Le Roi n’était pas seul. Debout à quelques pas de lui dans l’embrasure d’une fenêtre, un grand jeune homme blond d’une extrême beauté et d’une élégance plus grande encore semblait attendre quelque chose. En le reconnaissant, le cœur de Louise manqua un battement : c’était le duc de Buckingham, l’ami intime du roi Charles II1.

Tandis que la jeune fille plongeait dans sa révérence, l’œil inquisiteur du Roi s’attachait à elle. C’était la première fois qu’il la regardait vraiment et il s’étonnait en lui-même de n’avoir jamais prêté plus d’attention à cette beauté fine, à cette grâce achevée, à la perfection de ce ravissant visage. Il avait fallu qu’un Anglais découvrît la perle qu’il avait sous les yeux pour qu’il s’en aperçût.

— Mademoiselle, dit-il enfin quand, sur son invitation, la jeune fille se fut relevée. Milord duc de Buckingham nous est envoyé par notre bon frère, le roi Charles II d’Angleterre, avec une mission vous concernant. Le Roi souhaite vous voir prendre rang parmi les dames d’honneur de la reine Catherine, en souvenir de l’attachement que vous portait Madame, sa sœur bien-aimée et la nôtre. Que dites-vous de ce projet ?

Louise sentit la joie l’inonder. Ainsi, « il » ne l’avait pas oubliée, en dépit de son chagrin, en dépit de toutes ces femmes qui ne songeaient qu’à lui plaire ? Elle eut le bon esprit de baisser les yeux afin que le Roi ne pût deviner le bonheur qui l’envahissait.

— Je suis, dit-elle, l’humble servante de Votre Majesté et mon seul désir est de lui obéir en toutes choses. Je ferai ce que le Roi ordonnera.

Louis XIV sourit. Cette obéissance simple lui plaisait. Elle lui faisait bien augurer de l’avenir et ce fut avec beaucoup de grâce qu’il congédia la jeune fille.

— Rentrez chez vous, Mademoiselle. Le Roi est content de vous et vous fera connaître avant peu ce qu’il a décidé pour votre avenir.

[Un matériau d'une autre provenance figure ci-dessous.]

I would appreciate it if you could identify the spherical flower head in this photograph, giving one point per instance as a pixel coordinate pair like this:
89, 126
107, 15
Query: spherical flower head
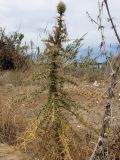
61, 8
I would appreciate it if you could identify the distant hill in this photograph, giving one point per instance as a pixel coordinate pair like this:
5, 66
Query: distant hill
111, 49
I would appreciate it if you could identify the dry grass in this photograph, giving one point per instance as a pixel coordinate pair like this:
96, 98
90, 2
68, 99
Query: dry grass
19, 105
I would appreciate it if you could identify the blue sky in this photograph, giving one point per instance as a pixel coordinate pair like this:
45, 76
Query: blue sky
32, 16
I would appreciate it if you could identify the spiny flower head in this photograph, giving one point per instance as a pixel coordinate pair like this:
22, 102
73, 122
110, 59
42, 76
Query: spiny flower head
61, 8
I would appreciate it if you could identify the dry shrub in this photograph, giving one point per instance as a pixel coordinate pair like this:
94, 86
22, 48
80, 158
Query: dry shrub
12, 123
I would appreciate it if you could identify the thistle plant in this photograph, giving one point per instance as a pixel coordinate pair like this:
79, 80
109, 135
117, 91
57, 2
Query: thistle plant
51, 121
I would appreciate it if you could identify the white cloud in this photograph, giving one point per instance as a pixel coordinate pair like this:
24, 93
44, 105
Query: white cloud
32, 16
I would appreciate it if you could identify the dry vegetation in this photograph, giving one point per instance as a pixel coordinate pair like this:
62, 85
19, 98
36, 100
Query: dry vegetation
20, 104
54, 108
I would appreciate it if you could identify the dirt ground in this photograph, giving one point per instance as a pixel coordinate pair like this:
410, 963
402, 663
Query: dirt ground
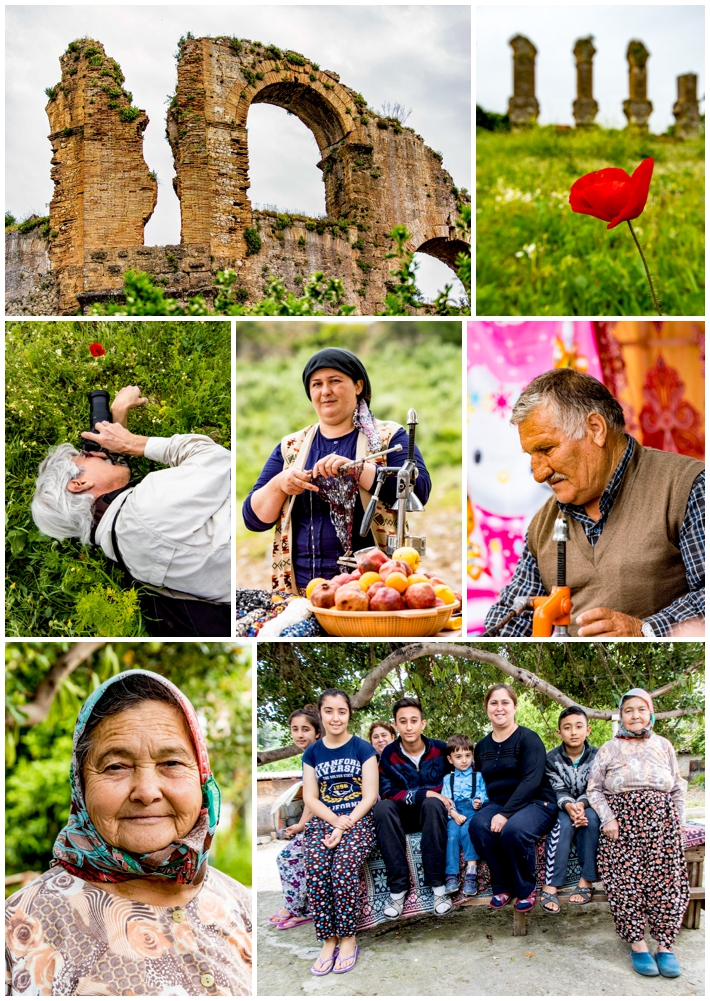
471, 952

Ce fut en effet « avant peu » car la nuit suivante, des coups discrets furent frappés à la porte de Mademoiselle de Keroualle. C’était La Porte, le fidèle valet de chambre du Roi, et comme Louise s’étonnait d’une visite aussi tardive – il était plus de minuit –, La Porte lui apprit que le Roi la demandait. Il souhaitait lui parler sur l’heure et en secret.

S’enveloppant vivement d’une mante sombre jetée sur sa robe de nuit, Louise, un peu effarée tout de même, suivit le valet par des couloirs totalement inconnus d’elle, qui s’ouvraient soudain dans l’épaisseur des murs. En quelques instants, elle se retrouva dans le cabinet du Roi où, cette fois, Louis XIV était seul.

— Ma chère enfant, lui dit-il après l’avoir fait asseoir, je vous ai demandé de venir à cette heure tardive afin de pouvoir vous parler en toute sécurité. Ainsi que le désire le roi Charles, vous allez partir pour l’Angleterre et vous y remplirez fidèlement, comme vous l’avez fait auprès de Madame, les tâches que vous imposera votre nouvel état auprès de la reine Catherine.

Louise répondit qu’elle ferait de son mieux. Mais le Roi avait autre chose à dire.